Re: [PATCH v2 2/2] [RFC] CPUFreq: Add support for cpu-perf-dependencies

Ionela Voinescu <ionela.voinescu@xxxxxxx> · Mon, 12 Oct 2020 11:59:45 +0100

On Monday 12 Oct 2020 at 11:22:57 (+0100), Lukasz Luba wrote:
[..]
> > > I thought about it and looked for other platforms' DT to see if can reuse
> > > existing opp information. Unfortunately I don't think it is optimal. The reason
> > > being that, because cpus have the same opp table it does not necessarily mean
> > > that they share a clock wire. It just tells us that they have the same
> > > capabilities (literally just tells us they have the same V/f op points).
> > > Unless I am missing something?
> > > 
> > > When comparing with ACPI/_PSD it becomes more intuitive that there is no
> > > equivalent way to reveal "perf-dependencies" in DT.
> > 
> > You should be able to by examining the clock tree. But perhaps SCMI
> > abstracts all that and just presents virtual clocks without parent
> > clocks available to determine what clocks are shared? Fix SCMI if that's
> > the case.
> 
> True, the SCMI clock does not support discovery of clock tree:
> (from 4.6.1 Clock management protocol background)
> 'The protocol does not cover discovery of the clock tree, which must be
> described through firmware tables instead.' [1]
> 
> In this situation, would it make sense, instead of this binding from
> patch 1/2, create a binding for internal firmware/scmi node?
> 
> Something like:
> 
> firmware {
> 	scmi {
> 	...		
> 		scmi-perf-dep {
> 			compatible = "arm,scmi-perf-dependencies";
> 			cpu-perf-dep0 {
> 				cpu-perf-affinity = <&CPU0>, <&CPU1>;
> 			};
> 			cpu-perf-dep1 {
> 				cpu-perf-affinity = <&CPU3>, <&CPU4>;
> 			};
> 			cpu-perf-dep2 {
> 				cpu-perf-affinity = <&CPU7>;
> 			};
> 		};
> 	};
> };
> 
> The code which is going to parse the binding would be inside the
> scmi perf protocol code and used via API by scmi-cpufreq.c.
> 

While SCMI cpufreq would be able to benefit from the functionality that
Nicola is trying to introduce, it's not the only driver, and more
importantly, it's not *going* to be the only driver benefiting from
this.

Currently there is also qcom-cpufreq-hw.c and the future
mediatek-cpufreq-hw.c that is currently under review [1]. They both do
their frequency setting by interacting with HW/FW, and could either take
or update their OPP tables from there. Therefore, if the platform would
require it, they could also expose different controls for frequency
setting and could benefit from additional information about clock
domains (either through opp-shared or the new entries in Nicola's patch),
without driver changes.

Another point to be made is that I strongly believe this is going to be
the norm in the future. Directly setting PLLs and regulator voltages
has been proven unsafe and unsecure.

Therefore, I see this as support for a generic cpufreq feature (a
hardware coordination type), rather than support for a specific driver.

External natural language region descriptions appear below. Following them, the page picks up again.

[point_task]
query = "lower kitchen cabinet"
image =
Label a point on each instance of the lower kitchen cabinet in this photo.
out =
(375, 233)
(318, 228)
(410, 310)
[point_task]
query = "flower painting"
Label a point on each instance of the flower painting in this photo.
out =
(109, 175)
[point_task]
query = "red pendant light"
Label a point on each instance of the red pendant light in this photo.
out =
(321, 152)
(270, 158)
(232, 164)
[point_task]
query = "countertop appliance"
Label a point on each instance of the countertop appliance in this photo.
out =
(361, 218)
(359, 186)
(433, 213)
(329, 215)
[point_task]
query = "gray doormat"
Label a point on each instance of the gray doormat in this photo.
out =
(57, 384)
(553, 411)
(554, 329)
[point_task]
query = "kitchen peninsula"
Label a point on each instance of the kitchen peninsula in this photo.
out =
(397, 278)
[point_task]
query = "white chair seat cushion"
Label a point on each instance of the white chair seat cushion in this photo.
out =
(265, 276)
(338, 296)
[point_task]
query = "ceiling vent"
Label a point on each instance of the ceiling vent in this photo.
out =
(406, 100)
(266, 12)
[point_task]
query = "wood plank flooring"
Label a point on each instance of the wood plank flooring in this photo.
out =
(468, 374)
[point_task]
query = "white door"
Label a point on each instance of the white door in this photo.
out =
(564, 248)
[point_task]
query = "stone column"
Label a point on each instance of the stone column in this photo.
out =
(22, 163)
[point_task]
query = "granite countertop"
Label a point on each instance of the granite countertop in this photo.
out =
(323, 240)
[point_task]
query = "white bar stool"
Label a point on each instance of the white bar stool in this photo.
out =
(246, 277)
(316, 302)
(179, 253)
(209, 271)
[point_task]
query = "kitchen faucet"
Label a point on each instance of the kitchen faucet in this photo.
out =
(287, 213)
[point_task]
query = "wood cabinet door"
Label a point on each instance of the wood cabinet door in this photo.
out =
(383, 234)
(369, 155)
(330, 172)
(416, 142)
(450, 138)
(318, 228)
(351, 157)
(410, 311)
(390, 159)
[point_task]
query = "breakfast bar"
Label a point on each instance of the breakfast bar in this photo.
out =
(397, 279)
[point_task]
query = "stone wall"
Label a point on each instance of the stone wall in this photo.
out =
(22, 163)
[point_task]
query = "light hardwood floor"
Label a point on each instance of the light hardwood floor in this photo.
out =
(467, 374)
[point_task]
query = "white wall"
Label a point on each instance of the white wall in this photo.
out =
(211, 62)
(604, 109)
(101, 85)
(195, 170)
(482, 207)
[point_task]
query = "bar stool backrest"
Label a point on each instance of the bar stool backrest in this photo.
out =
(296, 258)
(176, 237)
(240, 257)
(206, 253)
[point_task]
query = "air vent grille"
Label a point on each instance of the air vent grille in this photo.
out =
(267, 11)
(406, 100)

[1] https://lkml.org/lkml/2020/9/10/11

> 
> Now regarding the 'dependent_cpus' mask.
> 
> We could avoid adding a new field 'dependent_cpus' in policy
> struct, but I am not sure of one bit - Frequency Invariant Engine,
> (which is also not fixed by just adding a new cpumask).
  ^^^^^^^^^^^^^^^^^^^^^^^^^^^^^^^^^^^^^^^^^^^^^^^^^^^^^^
  Let's take it step by step..
> 
> We have 3 subsystems to fix:
> 1. EAS - EM has API function which takes custom cpumask, so no issue,
           ^^^^^^^^^^^^^^^^^^^^^^^^^^^^^^^^^^^^^^^^^^^^^^
	   keep in mind that EAS it's using the max aggregation method
	   that schedutil is using. So if we are to describe the
	   functionality correctly, it needs both a cpumask describing
	   the frequency domains and an aggregation method.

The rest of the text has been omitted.